On her way out Akiko had to pass Akitada and paused briefly. “By the way, Brother, it is the strangest thing, but that little figurine of the floating fairy you were so interested in? It has floated away again, and Toshikage swears he knows nothing about it. Have him tell you about it.”

Akitada’s eyes flew to Toshikage and he saw the other man flush to the roots of his hair. He waited till the door had closed behind the women before he asked, “So you recognized the figurine?

Toshikage raised his hands. “I never saw it. I remembered what you said about instructing Akiko about the history of the little treasures and went to visit her room the very next day. She told me about the figurine, but when we looked for it, it was gone.” He gulped down a cup of wine and sighed.

“And?”

Toshikage said miserably, “Akiko described it. Your sister has an excellent memory. It sounds like the floating fairy from the treasury. I don’t think there could be two of them. I swear to you, Akitada, I did not put it there!”
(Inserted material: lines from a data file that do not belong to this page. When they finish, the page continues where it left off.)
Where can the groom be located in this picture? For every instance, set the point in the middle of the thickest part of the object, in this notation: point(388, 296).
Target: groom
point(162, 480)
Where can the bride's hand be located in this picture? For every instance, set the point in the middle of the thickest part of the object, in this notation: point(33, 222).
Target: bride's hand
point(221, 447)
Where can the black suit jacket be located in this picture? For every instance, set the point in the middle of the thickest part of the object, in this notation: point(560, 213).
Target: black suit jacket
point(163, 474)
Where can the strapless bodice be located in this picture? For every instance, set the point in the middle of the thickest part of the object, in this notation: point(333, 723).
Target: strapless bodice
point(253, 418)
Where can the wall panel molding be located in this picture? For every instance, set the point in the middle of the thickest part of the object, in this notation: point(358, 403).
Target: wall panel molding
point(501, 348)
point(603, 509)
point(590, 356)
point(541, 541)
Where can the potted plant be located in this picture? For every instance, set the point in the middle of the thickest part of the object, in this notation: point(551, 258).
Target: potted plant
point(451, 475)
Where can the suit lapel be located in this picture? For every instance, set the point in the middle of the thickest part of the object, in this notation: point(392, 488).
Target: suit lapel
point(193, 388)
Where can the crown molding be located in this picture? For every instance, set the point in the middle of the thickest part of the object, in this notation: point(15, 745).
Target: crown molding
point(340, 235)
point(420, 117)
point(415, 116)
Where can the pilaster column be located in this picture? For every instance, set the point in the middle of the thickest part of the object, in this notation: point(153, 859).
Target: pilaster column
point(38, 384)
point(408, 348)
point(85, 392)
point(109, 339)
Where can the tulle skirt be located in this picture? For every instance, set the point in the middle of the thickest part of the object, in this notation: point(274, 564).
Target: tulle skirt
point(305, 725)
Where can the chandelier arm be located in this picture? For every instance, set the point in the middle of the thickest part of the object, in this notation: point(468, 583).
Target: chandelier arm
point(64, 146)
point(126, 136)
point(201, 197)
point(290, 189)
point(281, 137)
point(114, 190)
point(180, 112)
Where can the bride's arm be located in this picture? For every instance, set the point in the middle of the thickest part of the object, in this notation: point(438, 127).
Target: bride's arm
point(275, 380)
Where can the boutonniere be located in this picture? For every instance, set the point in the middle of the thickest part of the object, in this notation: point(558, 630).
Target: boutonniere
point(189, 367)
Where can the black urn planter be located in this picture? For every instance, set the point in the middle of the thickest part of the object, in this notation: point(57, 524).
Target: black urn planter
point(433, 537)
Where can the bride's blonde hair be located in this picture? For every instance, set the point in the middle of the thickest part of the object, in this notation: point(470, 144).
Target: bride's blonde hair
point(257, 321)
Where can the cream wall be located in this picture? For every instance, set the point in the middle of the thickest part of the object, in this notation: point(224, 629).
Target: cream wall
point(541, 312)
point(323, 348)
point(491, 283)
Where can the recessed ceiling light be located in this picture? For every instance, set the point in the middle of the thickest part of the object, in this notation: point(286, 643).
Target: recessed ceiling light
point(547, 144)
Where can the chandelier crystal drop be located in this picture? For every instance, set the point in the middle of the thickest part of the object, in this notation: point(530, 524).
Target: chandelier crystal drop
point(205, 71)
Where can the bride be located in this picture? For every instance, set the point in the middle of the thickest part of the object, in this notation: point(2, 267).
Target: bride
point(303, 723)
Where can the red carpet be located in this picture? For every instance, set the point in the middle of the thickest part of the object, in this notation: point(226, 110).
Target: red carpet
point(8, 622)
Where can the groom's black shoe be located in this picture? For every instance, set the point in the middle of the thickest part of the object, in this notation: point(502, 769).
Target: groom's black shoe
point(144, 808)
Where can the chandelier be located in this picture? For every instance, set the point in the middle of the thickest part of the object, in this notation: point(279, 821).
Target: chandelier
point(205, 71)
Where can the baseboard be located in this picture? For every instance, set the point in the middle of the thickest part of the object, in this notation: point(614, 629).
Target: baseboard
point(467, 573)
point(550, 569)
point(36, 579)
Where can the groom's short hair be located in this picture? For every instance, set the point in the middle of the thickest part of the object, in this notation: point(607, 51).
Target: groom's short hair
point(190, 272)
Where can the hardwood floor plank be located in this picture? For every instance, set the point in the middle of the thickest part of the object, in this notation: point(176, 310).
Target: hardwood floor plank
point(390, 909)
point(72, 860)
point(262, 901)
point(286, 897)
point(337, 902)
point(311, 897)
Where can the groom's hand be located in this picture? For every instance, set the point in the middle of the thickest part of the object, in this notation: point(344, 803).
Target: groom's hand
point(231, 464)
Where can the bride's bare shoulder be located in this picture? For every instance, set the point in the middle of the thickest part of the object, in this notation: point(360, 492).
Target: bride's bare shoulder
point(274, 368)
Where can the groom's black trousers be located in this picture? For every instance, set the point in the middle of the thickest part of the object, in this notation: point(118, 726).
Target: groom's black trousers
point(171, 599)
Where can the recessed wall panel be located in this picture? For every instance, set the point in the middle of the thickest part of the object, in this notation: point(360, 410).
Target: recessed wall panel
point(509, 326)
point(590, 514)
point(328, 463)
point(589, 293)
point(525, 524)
“I believe you, but someone in your household must have done so.”

“Impossible. Who would do such a thing? For what purpose?”

“I wonder why it was left in Akiko’s room, and where it is now.”

“Why leave it at all?”

“Perhaps as a warning to you?”

Toshikage looked absolutely confused. “A warning? About what? I don’t understand.”

Akitada sighed and thought.

After a moment Toshikage said, “It’s a miracle the director did not see it. Remember the unpleasant visit I had from my superior?”

Akitada nodded.

“I had meant to show him the screen in Akiko’s room and would have done so if you had not called to see your sister. Can you imagine what would have happened if the director had seen the thing?”

“Yes. But I thought you said the director was there to reprimand you. Why would you show him around under the circumstances?”

“Oh, it was not like that. I had mentioned the screen to him a few days earlier at the office and invited him over. In fact, at first I thought that was why he had come.” Toshikage subsided into a misery of sighs and head shakings. “What can it all mean?” he muttered.

Akitada was beginning to have an idea. But it was hardly one he could share with Toshikage. If he was right, the truth would be a far bigger blow to his brother-in-law than a mere dismissal from office, no matter how embarrassing the circumstances.

TEN


The Dark Path

Lady Sugawara died the next morning.

It was Tamako who brought the news to Akitada. He was in his father’s room, remote from the women’s quarters, and thus unaware of the event. Rising early, he had slipped from under the covers gently so as not to disturb his sleeping wife and had walked softly to the kitchen to fetch a brazier and some hot water for tea, and then to his new study.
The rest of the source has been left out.